よく見ると自分で自分の身体を抱きしめ、丸くなって寝ていた。センザンコウか。
「ん……?」
まだ違和感が。腕を解いても、身体が上手く動かない。
おかしいな。金縛り……?
「松奈?」
耳元で声が聞こえ、驚く。
「もう少し寝てなよ。まだ全然早いって……」
あ?
ここはホテルではない。開放感ある和室。寝ているのはせんべい布団、そば殻の枕。
見えるのは木目の天井に日焼けした畳……。
松野家の私の家じゃ無いか。じゃあ今の声は――。
誰かに後ろからがっちり抱きしめられていた。
私はゆっくりと、ゆっくりと後ろを向く。
「目が覚めた?」
この軽い声は、間違っても私の恋人の声ではない。
一松さんと同じ顔ではあるが……あるが……。
「――――っ!!」
「静かにしてなよ。

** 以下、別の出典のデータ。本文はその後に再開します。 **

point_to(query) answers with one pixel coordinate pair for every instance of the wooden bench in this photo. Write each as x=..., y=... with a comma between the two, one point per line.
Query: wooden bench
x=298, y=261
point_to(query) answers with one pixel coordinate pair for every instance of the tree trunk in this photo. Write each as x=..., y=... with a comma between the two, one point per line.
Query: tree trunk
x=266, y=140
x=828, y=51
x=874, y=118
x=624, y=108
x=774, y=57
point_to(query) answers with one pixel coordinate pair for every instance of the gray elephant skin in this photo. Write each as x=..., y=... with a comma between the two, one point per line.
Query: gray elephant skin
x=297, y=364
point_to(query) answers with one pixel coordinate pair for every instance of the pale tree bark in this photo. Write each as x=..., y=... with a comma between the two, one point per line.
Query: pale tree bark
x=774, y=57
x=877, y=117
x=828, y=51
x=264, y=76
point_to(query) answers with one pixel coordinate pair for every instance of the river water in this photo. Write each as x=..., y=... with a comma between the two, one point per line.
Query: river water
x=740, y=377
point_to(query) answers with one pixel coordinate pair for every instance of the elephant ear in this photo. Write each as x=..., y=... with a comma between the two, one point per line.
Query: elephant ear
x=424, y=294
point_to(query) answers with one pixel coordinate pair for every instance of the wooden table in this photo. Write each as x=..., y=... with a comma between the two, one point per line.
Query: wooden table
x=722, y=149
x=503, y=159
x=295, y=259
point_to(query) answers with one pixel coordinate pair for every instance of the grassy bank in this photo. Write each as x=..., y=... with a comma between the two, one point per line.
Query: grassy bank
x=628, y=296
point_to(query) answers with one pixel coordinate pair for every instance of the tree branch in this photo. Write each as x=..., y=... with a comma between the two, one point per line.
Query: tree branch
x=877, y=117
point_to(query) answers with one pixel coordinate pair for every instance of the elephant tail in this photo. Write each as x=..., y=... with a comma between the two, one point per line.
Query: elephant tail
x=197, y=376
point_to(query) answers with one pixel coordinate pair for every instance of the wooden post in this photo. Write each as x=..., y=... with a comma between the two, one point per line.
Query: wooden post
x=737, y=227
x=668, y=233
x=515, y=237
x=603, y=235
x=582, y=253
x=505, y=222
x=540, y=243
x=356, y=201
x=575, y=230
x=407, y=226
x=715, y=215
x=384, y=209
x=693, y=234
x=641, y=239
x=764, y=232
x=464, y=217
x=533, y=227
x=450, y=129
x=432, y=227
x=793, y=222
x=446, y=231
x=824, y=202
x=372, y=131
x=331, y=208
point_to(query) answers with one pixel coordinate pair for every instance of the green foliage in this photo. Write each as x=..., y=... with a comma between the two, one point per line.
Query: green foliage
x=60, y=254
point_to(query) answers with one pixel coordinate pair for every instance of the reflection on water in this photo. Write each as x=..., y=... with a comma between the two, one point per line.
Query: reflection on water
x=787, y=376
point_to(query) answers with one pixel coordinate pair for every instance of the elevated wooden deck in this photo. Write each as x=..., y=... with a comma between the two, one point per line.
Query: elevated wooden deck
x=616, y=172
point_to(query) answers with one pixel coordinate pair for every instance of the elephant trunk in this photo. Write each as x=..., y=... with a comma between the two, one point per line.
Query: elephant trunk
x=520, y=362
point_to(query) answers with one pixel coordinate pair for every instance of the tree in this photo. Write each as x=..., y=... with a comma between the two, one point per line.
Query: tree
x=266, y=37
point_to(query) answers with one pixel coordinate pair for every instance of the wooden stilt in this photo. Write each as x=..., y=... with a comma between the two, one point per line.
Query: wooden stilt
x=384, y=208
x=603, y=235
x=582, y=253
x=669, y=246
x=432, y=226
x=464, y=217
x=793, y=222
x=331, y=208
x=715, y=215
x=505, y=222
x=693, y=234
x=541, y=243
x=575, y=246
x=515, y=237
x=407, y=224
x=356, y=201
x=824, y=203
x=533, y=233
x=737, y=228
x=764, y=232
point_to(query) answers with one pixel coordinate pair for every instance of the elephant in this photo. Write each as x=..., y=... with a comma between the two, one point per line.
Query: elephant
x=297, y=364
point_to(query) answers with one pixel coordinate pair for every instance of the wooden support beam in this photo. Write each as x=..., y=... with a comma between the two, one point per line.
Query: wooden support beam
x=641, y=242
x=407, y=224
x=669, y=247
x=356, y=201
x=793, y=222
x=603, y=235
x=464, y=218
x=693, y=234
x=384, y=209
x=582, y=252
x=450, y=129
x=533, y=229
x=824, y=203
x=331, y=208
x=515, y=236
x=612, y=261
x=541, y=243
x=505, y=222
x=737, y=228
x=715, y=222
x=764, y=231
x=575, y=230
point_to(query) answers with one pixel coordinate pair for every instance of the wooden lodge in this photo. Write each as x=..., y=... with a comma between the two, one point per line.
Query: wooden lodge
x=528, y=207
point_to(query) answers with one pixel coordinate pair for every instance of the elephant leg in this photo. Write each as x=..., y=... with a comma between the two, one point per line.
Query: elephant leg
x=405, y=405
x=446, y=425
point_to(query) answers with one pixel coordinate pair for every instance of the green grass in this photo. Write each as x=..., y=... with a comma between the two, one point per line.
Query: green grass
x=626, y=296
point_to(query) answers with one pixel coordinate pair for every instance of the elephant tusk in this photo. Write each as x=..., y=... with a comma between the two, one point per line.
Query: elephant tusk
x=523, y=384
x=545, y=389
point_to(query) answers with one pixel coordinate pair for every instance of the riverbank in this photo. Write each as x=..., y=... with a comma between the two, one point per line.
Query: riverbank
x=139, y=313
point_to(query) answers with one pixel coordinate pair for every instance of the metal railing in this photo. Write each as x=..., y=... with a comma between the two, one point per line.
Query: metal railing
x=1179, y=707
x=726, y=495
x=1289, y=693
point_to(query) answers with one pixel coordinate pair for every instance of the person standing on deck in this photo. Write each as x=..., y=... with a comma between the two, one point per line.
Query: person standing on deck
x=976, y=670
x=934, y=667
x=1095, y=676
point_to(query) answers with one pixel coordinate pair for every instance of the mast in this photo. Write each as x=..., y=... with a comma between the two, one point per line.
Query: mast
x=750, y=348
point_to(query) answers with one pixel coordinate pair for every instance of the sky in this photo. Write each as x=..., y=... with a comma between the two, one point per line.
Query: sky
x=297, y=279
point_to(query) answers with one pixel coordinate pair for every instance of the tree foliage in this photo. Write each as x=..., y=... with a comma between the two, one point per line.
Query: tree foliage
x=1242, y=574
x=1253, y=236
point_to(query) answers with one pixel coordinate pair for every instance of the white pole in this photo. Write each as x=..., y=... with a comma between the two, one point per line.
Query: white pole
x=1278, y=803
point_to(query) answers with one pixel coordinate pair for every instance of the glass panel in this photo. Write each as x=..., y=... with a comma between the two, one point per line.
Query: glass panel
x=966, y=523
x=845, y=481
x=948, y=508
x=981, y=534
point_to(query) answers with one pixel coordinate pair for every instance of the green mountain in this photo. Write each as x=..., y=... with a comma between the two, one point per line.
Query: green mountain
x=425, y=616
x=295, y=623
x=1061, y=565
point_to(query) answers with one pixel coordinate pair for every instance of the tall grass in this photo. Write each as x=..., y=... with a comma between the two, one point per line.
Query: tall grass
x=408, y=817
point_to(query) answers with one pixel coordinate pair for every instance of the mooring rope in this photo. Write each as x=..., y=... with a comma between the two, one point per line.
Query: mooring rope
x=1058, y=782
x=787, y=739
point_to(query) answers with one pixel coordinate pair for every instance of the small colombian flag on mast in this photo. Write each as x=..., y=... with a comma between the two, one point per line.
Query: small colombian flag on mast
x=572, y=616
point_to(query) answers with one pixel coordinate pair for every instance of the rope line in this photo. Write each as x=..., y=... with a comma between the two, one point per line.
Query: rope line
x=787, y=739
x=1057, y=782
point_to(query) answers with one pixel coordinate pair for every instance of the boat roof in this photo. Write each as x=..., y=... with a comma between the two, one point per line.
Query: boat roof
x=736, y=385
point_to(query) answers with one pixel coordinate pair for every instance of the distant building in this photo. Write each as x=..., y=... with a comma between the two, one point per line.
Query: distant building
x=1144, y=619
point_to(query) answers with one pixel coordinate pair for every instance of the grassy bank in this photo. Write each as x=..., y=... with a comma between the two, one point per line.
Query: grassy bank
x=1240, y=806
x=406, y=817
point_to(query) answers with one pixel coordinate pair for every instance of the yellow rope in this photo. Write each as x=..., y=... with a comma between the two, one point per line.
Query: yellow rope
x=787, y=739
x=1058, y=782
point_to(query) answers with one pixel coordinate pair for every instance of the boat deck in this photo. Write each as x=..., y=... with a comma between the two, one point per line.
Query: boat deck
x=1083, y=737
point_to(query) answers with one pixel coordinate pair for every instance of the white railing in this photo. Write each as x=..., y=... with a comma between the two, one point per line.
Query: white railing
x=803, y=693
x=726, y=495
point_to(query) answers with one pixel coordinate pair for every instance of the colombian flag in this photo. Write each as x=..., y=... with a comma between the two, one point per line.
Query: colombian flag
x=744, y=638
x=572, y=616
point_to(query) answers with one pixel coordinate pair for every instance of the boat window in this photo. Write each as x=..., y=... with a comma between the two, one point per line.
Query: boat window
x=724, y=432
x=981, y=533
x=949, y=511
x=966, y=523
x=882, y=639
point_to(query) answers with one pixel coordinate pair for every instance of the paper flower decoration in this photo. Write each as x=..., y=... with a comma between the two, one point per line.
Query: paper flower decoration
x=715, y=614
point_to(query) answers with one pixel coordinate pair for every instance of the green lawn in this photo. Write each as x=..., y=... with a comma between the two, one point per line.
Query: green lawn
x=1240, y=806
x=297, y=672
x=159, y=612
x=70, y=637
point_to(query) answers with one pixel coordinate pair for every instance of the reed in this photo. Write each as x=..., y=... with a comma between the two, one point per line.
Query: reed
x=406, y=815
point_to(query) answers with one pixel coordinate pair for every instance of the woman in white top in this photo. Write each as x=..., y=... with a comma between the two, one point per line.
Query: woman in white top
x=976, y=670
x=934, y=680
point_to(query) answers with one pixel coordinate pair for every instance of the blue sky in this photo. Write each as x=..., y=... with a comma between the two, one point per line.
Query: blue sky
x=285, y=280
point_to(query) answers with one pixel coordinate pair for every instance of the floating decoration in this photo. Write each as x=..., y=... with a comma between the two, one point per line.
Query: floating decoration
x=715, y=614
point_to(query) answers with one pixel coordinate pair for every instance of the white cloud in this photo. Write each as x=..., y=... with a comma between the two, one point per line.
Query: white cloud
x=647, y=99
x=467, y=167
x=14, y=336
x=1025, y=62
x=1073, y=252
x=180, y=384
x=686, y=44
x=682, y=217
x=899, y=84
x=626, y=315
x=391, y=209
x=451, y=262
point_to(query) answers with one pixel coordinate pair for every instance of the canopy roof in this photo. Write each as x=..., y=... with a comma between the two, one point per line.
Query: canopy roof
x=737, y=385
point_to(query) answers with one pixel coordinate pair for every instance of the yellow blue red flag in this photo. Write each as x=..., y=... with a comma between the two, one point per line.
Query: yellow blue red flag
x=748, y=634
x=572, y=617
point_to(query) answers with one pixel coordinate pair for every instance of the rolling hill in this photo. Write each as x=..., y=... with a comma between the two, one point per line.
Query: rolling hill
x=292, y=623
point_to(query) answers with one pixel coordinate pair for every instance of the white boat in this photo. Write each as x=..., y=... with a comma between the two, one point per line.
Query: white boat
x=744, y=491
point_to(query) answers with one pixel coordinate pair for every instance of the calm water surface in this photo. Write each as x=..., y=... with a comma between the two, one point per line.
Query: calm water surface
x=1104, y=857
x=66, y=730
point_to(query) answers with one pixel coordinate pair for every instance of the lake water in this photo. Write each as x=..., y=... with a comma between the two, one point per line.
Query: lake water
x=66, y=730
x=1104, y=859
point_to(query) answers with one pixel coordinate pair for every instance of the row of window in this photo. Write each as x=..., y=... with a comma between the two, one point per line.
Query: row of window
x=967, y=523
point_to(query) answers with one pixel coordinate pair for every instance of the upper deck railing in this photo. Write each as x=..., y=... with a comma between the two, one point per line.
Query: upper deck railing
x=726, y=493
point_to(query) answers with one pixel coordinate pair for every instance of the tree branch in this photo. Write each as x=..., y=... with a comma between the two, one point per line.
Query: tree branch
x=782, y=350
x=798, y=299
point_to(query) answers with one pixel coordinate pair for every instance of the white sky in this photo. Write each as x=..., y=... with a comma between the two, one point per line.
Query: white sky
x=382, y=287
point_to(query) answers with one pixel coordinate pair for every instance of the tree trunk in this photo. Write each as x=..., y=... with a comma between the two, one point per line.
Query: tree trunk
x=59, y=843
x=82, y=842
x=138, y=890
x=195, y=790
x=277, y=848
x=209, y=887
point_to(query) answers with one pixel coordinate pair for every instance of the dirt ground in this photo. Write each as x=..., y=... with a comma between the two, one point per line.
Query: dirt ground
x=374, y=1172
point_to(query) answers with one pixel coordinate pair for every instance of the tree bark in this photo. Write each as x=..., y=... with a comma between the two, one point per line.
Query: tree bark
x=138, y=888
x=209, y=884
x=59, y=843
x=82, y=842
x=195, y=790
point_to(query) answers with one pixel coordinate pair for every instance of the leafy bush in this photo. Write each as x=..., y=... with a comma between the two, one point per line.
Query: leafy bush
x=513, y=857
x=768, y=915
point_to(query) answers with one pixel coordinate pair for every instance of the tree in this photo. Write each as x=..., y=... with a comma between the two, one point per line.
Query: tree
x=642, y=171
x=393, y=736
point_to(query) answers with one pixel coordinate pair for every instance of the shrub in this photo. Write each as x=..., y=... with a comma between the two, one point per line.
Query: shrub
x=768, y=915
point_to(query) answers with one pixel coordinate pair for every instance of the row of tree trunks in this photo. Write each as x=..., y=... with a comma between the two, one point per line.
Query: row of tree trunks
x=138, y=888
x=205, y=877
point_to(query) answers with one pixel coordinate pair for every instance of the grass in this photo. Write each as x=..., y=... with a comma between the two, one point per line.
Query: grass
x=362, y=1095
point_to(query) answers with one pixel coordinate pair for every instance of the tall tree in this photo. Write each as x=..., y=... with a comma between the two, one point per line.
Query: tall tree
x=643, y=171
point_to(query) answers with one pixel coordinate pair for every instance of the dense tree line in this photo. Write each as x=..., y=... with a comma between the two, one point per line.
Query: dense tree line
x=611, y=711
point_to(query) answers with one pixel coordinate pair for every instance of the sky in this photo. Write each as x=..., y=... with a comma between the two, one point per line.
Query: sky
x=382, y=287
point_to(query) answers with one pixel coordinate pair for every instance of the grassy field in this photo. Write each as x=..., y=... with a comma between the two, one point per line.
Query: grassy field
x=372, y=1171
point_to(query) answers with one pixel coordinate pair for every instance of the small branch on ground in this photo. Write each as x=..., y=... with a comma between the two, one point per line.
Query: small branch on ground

皆起きちゃうって」
手で口をふさがれなければ、家中に響き渡る悲鳴をあげているところだった。
いや、むしろ皆、起きろ!! この犯罪者を地の果てまで連れて行けっ!!
いったい人の部屋に夜這いして、何をやってたんだ、クソ長男っ!!
そしてなぜか着乱れているんだ、私。
パジャマの前ボタンは全部外れてるし、下着がずり落ちかけてるし!!
「ごめんね。部屋を間違えちゃった。松奈も寝相が悪いね」
ニヤニヤニヤ。
全力で抗議したいし、出来れば殴りたい。
が、皆を起こしたくない気持ちもある。
あと眠いし。最近、眠りがかなり浅くなっているのだ。
「そ、そうですね。気をつけます。おそ松お兄さんも、もう寝ぼけないで下さい」
疲れた笑いで、流す意志を示すとおそ松さんは笑い、やっと布団の外へ出る。